Sometimes we go for a movie and come late, and she takes the blame for it; and if it’s food, there is no stopping her. She would indulge in all cuisines, sometimes she would take the orphan kids along and they’d play by the beach and I would just watch. Sr. Catherine is very dear to me, I fear of losing her and when I confess about it, she tells me: “I won’t leave you until I have made you a strong woman”. This gives me relief and also doubt.

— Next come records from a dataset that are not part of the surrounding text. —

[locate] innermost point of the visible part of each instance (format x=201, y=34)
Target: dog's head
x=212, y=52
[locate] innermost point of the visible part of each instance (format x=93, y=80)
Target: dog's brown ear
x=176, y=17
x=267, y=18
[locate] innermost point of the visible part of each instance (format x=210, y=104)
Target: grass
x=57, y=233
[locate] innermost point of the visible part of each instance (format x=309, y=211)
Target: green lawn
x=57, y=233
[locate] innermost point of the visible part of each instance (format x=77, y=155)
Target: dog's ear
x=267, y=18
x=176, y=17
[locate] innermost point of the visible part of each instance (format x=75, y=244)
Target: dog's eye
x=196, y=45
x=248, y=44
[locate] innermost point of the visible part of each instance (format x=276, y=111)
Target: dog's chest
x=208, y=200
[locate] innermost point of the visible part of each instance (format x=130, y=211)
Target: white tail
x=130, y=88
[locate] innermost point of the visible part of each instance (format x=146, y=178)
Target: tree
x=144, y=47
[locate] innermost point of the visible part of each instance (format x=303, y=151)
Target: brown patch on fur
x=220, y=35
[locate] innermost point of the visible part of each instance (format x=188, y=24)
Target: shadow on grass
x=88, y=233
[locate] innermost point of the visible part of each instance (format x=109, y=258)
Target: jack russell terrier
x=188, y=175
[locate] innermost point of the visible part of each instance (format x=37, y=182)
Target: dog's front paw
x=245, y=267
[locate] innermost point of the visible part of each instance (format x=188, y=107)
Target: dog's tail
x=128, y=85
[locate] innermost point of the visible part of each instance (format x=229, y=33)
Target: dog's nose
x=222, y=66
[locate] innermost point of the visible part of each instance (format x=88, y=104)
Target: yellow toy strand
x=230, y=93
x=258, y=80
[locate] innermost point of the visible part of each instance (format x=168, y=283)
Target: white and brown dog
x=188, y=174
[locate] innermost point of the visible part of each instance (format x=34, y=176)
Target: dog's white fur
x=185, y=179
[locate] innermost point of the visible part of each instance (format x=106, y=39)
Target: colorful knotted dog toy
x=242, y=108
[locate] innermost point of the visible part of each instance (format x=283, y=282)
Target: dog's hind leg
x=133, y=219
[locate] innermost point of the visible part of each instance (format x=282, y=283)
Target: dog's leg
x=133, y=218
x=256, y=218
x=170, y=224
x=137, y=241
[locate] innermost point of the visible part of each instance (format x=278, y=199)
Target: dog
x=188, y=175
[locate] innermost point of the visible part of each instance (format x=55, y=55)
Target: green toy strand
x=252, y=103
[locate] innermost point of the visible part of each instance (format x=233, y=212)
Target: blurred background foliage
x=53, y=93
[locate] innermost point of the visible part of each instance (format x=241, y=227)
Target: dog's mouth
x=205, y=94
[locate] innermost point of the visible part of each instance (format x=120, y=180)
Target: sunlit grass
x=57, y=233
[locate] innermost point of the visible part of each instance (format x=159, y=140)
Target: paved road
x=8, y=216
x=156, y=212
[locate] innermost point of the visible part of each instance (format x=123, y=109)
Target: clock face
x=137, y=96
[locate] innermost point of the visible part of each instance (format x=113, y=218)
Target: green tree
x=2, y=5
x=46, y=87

One day we went to the beach with the kids…
“Sanjog, Kona aassa (Who is it?)”
“No one, Sr.”
“I’ve been looking at you looking at that girl who is looking at you” “She is cute, go and ask her if she wants to join us”
“No no Sr. she’ll say no”
“How do you know that? Go; try to do things before coming to an impossible conclusion”
How does she do that, she is a nun yet she’s so free and open minded about life, it’s something I have yet to learn.
“I see a lot of eyes on you Anita”
The same smile again.
This time I blush, natural tendency for a young girl I presume.
“Aha, nice nice; someone is opening up”
“No matter, come kids lets go eat some ice-cream”
The other sister believed that my beauty was a problem, where I never believed I was beautiful or that the exterior part of my body mattered at all until I was corrected or humiliated with utmost humor by Sr. Catherine: “Philosophy is not for you, you think any boy will look what’s inside your heart at the first go? We are human beings with hormones; we are attracted to the exterior first then we decide if it is only the exterior that we are satisfied with or who the person really is?”
There was always a special day for the kids to go out the whole day and have fun, two classes with two sisters were sent out as batches and they decided where they wanted to go. I thought the 5th standard students while Sr. Catherine thought the 7th standard students, she made few adjustments in the list as I was supposed to be accompanied by Sr. Francesca of the 6th standard class.
We decided to go to the carnival which was happening by the beach. The budget was a little out of hand but the kids wanted to go so I and Sr. Catherine pooled in with our own money.